Severe hypercalcaemia (calcium level above 3·375 mmol/L)
This requires immediate referral to the emergency department
treatment is via a combination of measures
- Enhancing volume repletion and renal calcium excretion,
- Reducing bone resorption,
- Targeting the underlying disease proces
If a raised PTH then should be referred for urgent parathyroidectomy
The usual reason for severe hypercalcaemia is malignancy
Initial treatment for the hypercalcaemia
is with intravenous normal saline and a loop diuretic
Monitoring of haemodynamic and electrolyte status is required
with intravenous hydration and a loop diuretic
Adequate rehydration with 0.9% saline e.g. 3-6 litres in 24 hr period as necessary
with potassium supplements, as indicated by serum monitoring
Serum calcium will fall rapidly
- however the effect lasts only as long as the infusion and diuresis continue
Correction of hypokalaemia and hypomagnesaemia using IV supplements
Monitor plasma sodium, potassium, magnesium, urea, CVP
Since osteoclast activity is usually enhanced -
Therefore treatments are directed at reducing bone resorption should be initiated using a bisphosphonate or other agent
Bisphosphonates
Bisphosphonates have become the principal class of agent for the management of hypercalcaemia due to enhanced osteoclastic bone resorption
Bisphosphonates action to lower serum calcium
start to take effect after 48 hours
however the maximum effect may not be seen for 5 to 7 days.
Other agents Plicamycin (mithramycin)
inhibits osteoclastic RNA synthesis and decreases bone resorptionlower serum calcium more quickly than bisphosphonates therapy
Mithramycin inhibits bone resorption
- effective if due to hyperparathyroidism or malignancy
- but toxic to liver, kidneys and platelets
Calcitonin
Calcitonin inhibits osteoclastic bone resorption
and enhances renal calcium excretion
Calcitonin has an acute but very short-lived hypocalcaemic effect
Effect on calcium concentrations is modest and transient,
and calcitonin alone has no place in the treatment of severe hypercalcaemia
In very severe cases - an excellent addition to the later-acting plicamycin or bisphosphonates
Gallium nitrate
binds to bone mineral and reduces hydroxyapatite crystal solubilitylike bisphosphonates, takes several days before a nadir in serum calcum is reached,
and this lasts about a week
side-effects are frequent and severe,
with nephrotoxicity, hypophosphataemia, and anaemia
Gallium should be avoided in patients with renal insufficiency
or those receiving another nephrotoxic agent
Glucocorticoids
are effective in hypercalcaemia associated with haematological malignancy (lymphoma, multiple myeloma)
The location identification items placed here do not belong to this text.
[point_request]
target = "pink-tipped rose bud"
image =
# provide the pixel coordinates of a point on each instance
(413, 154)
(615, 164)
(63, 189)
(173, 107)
and in diseases related to 1,25(OH)2D3 excess, such as sarcoidosis and vitamin D toxicity
Haemodialysis
against low-calcium dialysate is more effective than peritoneal dialysis
for the dialysis- dependent hypercalcaemic patient
Reference:
(1) Prescribers' Journal 1999; 39 (4): 234-241.
(2) Bushinksy DA, Monk RD. Calcium. Lancet 1998; 352 (9124): 306-311.
(3) West Midlands Palliative Care Physicians (2012). Palliative care - guidelines for the use of drugs in symptom control.